And we worried about our beloved Vermont. . .but not greatly. After all, the tracking maps showed the center crossing central Connecticut and New Hampshire. Lincoln, Vermont was barely inside the conical storm swath that (cruelly, in hindsight) resembled a horn of plenty.
In the end, Hurricane Irene would be largely a non-event in Manhattan, while Vermont would be devastated. As some of you have seen, the road to Lincoln was destroyed in precisely the same fashion as it was in the flood of 1998: It looked as if a giant Cloverfield monster gouged out a 40-foot-long, 20-foot deep section of pavement beside the river, leaving the gnarled guardrail hanging loosely in the air like a rope.
My wife and I got a sense of how badly the Vermont infrastructure was ravaged when we drove home on Monday. We left our daughter in Greenwich Village at lunchtime, and arrived at our house in Lincoln at 10:30 at night. What is usually a six-hour drive took almost ten hours, because we were detoured five times.

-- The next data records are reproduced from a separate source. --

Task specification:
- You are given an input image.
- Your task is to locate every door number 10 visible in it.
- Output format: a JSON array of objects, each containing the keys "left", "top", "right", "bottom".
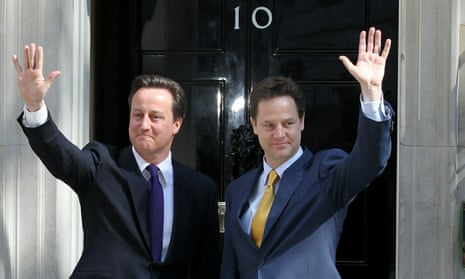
[{"left": 234, "top": 6, "right": 273, "bottom": 30}]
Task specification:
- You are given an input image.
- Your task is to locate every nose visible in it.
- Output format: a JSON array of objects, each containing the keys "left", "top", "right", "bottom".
[
  {"left": 274, "top": 124, "right": 285, "bottom": 138},
  {"left": 140, "top": 115, "right": 150, "bottom": 130}
]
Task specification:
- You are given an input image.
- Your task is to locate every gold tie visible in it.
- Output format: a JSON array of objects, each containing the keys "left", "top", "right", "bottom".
[{"left": 250, "top": 170, "right": 279, "bottom": 248}]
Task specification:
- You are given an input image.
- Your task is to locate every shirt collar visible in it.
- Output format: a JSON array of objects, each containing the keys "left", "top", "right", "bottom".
[
  {"left": 132, "top": 146, "right": 173, "bottom": 185},
  {"left": 263, "top": 146, "right": 303, "bottom": 177}
]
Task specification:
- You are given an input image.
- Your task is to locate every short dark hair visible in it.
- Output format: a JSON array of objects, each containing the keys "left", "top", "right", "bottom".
[
  {"left": 249, "top": 76, "right": 305, "bottom": 119},
  {"left": 128, "top": 74, "right": 187, "bottom": 119}
]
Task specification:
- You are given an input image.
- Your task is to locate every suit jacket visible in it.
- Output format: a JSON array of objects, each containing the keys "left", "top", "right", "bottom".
[
  {"left": 18, "top": 115, "right": 220, "bottom": 279},
  {"left": 221, "top": 110, "right": 391, "bottom": 279}
]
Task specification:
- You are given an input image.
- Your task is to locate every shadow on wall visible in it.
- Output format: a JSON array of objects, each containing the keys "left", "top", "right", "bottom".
[{"left": 0, "top": 207, "right": 13, "bottom": 279}]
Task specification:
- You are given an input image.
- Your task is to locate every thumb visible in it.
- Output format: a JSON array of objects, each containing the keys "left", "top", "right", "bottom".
[{"left": 339, "top": 55, "right": 354, "bottom": 73}]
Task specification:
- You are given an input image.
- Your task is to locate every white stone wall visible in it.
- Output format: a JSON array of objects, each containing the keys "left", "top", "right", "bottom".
[
  {"left": 396, "top": 0, "right": 465, "bottom": 279},
  {"left": 0, "top": 0, "right": 90, "bottom": 279}
]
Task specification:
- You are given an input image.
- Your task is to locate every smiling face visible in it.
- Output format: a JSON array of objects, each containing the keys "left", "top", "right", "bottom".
[
  {"left": 129, "top": 87, "right": 182, "bottom": 164},
  {"left": 250, "top": 96, "right": 305, "bottom": 168}
]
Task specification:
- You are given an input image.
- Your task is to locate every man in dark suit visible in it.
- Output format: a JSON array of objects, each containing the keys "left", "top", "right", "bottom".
[
  {"left": 13, "top": 44, "right": 220, "bottom": 279},
  {"left": 221, "top": 28, "right": 392, "bottom": 279}
]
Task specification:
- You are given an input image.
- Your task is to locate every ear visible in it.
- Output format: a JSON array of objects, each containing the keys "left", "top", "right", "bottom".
[
  {"left": 300, "top": 112, "right": 305, "bottom": 131},
  {"left": 249, "top": 117, "right": 257, "bottom": 134},
  {"left": 173, "top": 118, "right": 182, "bottom": 135}
]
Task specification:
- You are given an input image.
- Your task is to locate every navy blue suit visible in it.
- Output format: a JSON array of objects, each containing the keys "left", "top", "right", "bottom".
[
  {"left": 221, "top": 108, "right": 391, "bottom": 279},
  {"left": 18, "top": 116, "right": 220, "bottom": 279}
]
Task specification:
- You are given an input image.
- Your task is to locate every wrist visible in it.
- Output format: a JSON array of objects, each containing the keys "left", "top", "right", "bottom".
[{"left": 26, "top": 100, "right": 45, "bottom": 112}]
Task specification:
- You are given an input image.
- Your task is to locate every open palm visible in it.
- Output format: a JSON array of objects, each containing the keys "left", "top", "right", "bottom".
[
  {"left": 13, "top": 44, "right": 60, "bottom": 111},
  {"left": 340, "top": 27, "right": 391, "bottom": 100}
]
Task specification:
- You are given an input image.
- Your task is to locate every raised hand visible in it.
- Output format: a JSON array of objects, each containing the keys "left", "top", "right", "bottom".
[
  {"left": 13, "top": 43, "right": 60, "bottom": 111},
  {"left": 339, "top": 27, "right": 391, "bottom": 101}
]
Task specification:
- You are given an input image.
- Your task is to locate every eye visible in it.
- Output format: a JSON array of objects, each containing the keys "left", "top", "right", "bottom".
[
  {"left": 150, "top": 113, "right": 164, "bottom": 120},
  {"left": 263, "top": 123, "right": 274, "bottom": 130},
  {"left": 132, "top": 112, "right": 142, "bottom": 119}
]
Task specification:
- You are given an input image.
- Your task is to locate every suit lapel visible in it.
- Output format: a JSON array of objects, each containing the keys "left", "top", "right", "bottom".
[
  {"left": 118, "top": 147, "right": 150, "bottom": 253},
  {"left": 166, "top": 161, "right": 195, "bottom": 261}
]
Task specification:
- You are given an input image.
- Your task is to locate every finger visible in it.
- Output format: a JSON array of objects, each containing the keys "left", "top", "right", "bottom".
[
  {"left": 381, "top": 39, "right": 391, "bottom": 59},
  {"left": 36, "top": 46, "right": 44, "bottom": 71},
  {"left": 12, "top": 54, "right": 22, "bottom": 76},
  {"left": 23, "top": 45, "right": 29, "bottom": 70},
  {"left": 339, "top": 55, "right": 355, "bottom": 73},
  {"left": 358, "top": 30, "right": 367, "bottom": 53},
  {"left": 367, "top": 27, "right": 375, "bottom": 52},
  {"left": 29, "top": 43, "right": 36, "bottom": 69},
  {"left": 373, "top": 30, "right": 381, "bottom": 54}
]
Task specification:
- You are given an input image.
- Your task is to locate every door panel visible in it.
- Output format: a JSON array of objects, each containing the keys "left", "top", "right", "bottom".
[{"left": 93, "top": 0, "right": 398, "bottom": 278}]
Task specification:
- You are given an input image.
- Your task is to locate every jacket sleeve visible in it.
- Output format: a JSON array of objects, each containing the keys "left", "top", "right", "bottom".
[{"left": 17, "top": 111, "right": 99, "bottom": 190}]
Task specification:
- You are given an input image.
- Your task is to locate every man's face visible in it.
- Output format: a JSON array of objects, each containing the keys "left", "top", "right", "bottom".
[
  {"left": 250, "top": 96, "right": 305, "bottom": 168},
  {"left": 129, "top": 88, "right": 182, "bottom": 163}
]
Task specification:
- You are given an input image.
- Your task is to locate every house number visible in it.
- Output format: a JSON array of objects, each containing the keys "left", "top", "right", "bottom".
[{"left": 234, "top": 6, "right": 273, "bottom": 30}]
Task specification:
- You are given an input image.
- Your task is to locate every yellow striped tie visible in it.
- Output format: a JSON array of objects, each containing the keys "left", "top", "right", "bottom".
[{"left": 251, "top": 170, "right": 279, "bottom": 248}]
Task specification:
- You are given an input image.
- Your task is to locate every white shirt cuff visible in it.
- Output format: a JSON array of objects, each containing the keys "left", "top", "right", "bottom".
[
  {"left": 360, "top": 95, "right": 387, "bottom": 122},
  {"left": 23, "top": 104, "right": 48, "bottom": 128}
]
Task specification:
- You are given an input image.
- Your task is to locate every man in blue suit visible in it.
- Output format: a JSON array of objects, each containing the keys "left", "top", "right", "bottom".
[
  {"left": 221, "top": 28, "right": 392, "bottom": 279},
  {"left": 13, "top": 44, "right": 220, "bottom": 279}
]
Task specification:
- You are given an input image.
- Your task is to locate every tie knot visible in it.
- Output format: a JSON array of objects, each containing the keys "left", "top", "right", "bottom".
[
  {"left": 146, "top": 164, "right": 158, "bottom": 177},
  {"left": 266, "top": 170, "right": 279, "bottom": 187}
]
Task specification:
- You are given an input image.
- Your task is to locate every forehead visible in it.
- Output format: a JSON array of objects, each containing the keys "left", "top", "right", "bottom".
[
  {"left": 257, "top": 96, "right": 298, "bottom": 118},
  {"left": 131, "top": 87, "right": 173, "bottom": 107}
]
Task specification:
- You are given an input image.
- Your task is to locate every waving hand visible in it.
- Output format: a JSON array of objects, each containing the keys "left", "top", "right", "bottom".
[
  {"left": 13, "top": 43, "right": 60, "bottom": 111},
  {"left": 339, "top": 27, "right": 391, "bottom": 101}
]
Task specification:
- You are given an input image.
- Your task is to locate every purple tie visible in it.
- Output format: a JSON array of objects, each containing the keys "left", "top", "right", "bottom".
[{"left": 147, "top": 165, "right": 163, "bottom": 261}]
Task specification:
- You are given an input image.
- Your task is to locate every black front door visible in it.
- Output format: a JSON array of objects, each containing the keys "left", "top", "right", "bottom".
[{"left": 92, "top": 0, "right": 398, "bottom": 278}]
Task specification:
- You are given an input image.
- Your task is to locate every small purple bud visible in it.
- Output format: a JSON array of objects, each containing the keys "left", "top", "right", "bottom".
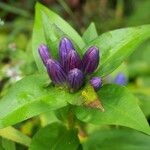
[
  {"left": 82, "top": 46, "right": 99, "bottom": 74},
  {"left": 114, "top": 73, "right": 127, "bottom": 85},
  {"left": 65, "top": 50, "right": 82, "bottom": 72},
  {"left": 90, "top": 77, "right": 102, "bottom": 90},
  {"left": 67, "top": 68, "right": 84, "bottom": 91},
  {"left": 38, "top": 44, "right": 50, "bottom": 66},
  {"left": 46, "top": 59, "right": 66, "bottom": 84},
  {"left": 59, "top": 38, "right": 74, "bottom": 71}
]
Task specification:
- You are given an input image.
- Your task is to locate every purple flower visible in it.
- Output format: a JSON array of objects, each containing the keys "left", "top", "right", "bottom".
[
  {"left": 46, "top": 59, "right": 66, "bottom": 84},
  {"left": 65, "top": 50, "right": 82, "bottom": 72},
  {"left": 67, "top": 68, "right": 84, "bottom": 91},
  {"left": 59, "top": 38, "right": 74, "bottom": 71},
  {"left": 114, "top": 73, "right": 127, "bottom": 85},
  {"left": 38, "top": 44, "right": 50, "bottom": 66},
  {"left": 82, "top": 46, "right": 99, "bottom": 74},
  {"left": 90, "top": 77, "right": 102, "bottom": 90}
]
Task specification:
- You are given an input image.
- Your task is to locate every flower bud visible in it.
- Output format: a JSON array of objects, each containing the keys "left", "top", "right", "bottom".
[
  {"left": 38, "top": 44, "right": 50, "bottom": 66},
  {"left": 90, "top": 77, "right": 102, "bottom": 90},
  {"left": 67, "top": 68, "right": 84, "bottom": 91},
  {"left": 82, "top": 46, "right": 99, "bottom": 74},
  {"left": 65, "top": 50, "right": 82, "bottom": 72},
  {"left": 114, "top": 73, "right": 127, "bottom": 85},
  {"left": 46, "top": 59, "right": 66, "bottom": 84},
  {"left": 59, "top": 38, "right": 74, "bottom": 71}
]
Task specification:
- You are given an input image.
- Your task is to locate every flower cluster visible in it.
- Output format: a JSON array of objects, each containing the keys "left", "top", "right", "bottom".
[
  {"left": 38, "top": 38, "right": 102, "bottom": 91},
  {"left": 114, "top": 73, "right": 127, "bottom": 85}
]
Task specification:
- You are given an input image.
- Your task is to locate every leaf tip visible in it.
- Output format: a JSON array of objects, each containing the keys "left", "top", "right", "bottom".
[{"left": 85, "top": 99, "right": 105, "bottom": 112}]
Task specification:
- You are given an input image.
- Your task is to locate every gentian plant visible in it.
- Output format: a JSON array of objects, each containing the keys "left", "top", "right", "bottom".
[{"left": 0, "top": 3, "right": 150, "bottom": 150}]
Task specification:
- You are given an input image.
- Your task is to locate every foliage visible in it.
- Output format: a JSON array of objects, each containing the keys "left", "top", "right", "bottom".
[{"left": 0, "top": 1, "right": 150, "bottom": 150}]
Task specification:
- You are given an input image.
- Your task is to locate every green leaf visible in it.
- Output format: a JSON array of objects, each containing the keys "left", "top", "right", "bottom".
[
  {"left": 85, "top": 25, "right": 150, "bottom": 76},
  {"left": 41, "top": 11, "right": 60, "bottom": 58},
  {"left": 32, "top": 2, "right": 46, "bottom": 72},
  {"left": 83, "top": 129, "right": 150, "bottom": 150},
  {"left": 0, "top": 127, "right": 31, "bottom": 146},
  {"left": 0, "top": 75, "right": 67, "bottom": 128},
  {"left": 32, "top": 3, "right": 85, "bottom": 72},
  {"left": 2, "top": 139, "right": 16, "bottom": 150},
  {"left": 74, "top": 85, "right": 150, "bottom": 135},
  {"left": 29, "top": 123, "right": 79, "bottom": 150},
  {"left": 82, "top": 22, "right": 98, "bottom": 44}
]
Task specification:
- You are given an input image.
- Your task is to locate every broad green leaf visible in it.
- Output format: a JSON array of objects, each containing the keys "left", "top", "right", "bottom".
[
  {"left": 0, "top": 127, "right": 31, "bottom": 146},
  {"left": 2, "top": 139, "right": 16, "bottom": 150},
  {"left": 85, "top": 25, "right": 150, "bottom": 76},
  {"left": 83, "top": 129, "right": 150, "bottom": 150},
  {"left": 74, "top": 85, "right": 150, "bottom": 135},
  {"left": 0, "top": 75, "right": 67, "bottom": 128},
  {"left": 32, "top": 3, "right": 85, "bottom": 72},
  {"left": 29, "top": 123, "right": 79, "bottom": 150},
  {"left": 82, "top": 22, "right": 98, "bottom": 44}
]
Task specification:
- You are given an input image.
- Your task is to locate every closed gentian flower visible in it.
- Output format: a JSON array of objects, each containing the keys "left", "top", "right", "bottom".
[
  {"left": 90, "top": 77, "right": 102, "bottom": 90},
  {"left": 114, "top": 73, "right": 127, "bottom": 85},
  {"left": 46, "top": 59, "right": 66, "bottom": 84},
  {"left": 38, "top": 44, "right": 50, "bottom": 66},
  {"left": 82, "top": 46, "right": 99, "bottom": 74},
  {"left": 67, "top": 68, "right": 84, "bottom": 91},
  {"left": 59, "top": 38, "right": 74, "bottom": 71},
  {"left": 65, "top": 50, "right": 82, "bottom": 72}
]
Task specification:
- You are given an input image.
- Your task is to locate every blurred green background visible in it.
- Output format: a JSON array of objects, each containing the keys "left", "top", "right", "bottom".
[{"left": 0, "top": 0, "right": 150, "bottom": 149}]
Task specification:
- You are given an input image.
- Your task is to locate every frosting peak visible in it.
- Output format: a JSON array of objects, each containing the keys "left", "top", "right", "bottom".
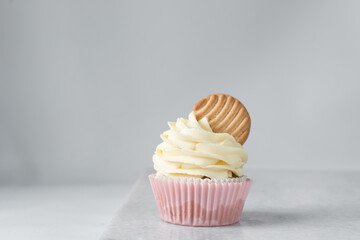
[{"left": 153, "top": 112, "right": 247, "bottom": 178}]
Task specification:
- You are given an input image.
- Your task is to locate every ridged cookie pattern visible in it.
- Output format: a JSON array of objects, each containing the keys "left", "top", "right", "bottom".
[{"left": 193, "top": 94, "right": 251, "bottom": 144}]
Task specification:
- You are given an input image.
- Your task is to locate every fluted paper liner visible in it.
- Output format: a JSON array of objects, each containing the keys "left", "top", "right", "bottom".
[{"left": 149, "top": 174, "right": 252, "bottom": 226}]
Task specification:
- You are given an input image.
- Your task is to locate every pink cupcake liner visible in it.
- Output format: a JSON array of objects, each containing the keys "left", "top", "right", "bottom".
[{"left": 149, "top": 174, "right": 252, "bottom": 226}]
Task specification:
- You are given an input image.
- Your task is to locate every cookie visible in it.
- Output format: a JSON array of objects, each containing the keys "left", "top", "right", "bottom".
[{"left": 193, "top": 94, "right": 251, "bottom": 144}]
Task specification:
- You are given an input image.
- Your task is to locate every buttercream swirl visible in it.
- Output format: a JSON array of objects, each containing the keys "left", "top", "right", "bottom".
[{"left": 153, "top": 112, "right": 247, "bottom": 179}]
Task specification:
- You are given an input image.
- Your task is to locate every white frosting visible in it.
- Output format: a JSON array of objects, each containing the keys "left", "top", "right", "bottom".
[{"left": 153, "top": 112, "right": 247, "bottom": 179}]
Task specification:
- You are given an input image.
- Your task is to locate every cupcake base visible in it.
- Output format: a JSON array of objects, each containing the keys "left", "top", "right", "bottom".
[{"left": 149, "top": 174, "right": 252, "bottom": 226}]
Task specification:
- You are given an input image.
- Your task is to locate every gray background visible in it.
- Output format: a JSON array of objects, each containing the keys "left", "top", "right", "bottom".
[{"left": 0, "top": 0, "right": 360, "bottom": 184}]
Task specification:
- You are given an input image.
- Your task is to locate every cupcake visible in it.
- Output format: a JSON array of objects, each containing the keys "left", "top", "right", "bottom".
[{"left": 149, "top": 94, "right": 252, "bottom": 226}]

Now, Vermonters are no strangers to floods. Witness how we coped with the Lake Champlain flooding this year. Recall how Montpelier has learned to live with the Winooski River: A peaceful neighbor some seasons, and a psychopathic one others.
But this is different. I think we will all be haunted for a very long time by the cows dead and alive we saw floating downriver, and the caskets that were raised from the ground and left upended amidst the sediment and silt. By the covered bridges we saw smashed into kindling. By the towns, stranded like islands, that had to have food airlifted into them.
We will recover, because we are a hardy bunch. (We all owe our road crews, utility workers, and firefighters big, big thanks for what they have accomplished already.) But make no mistake: This was no mere zombie plague. This time we will take all the help we can get.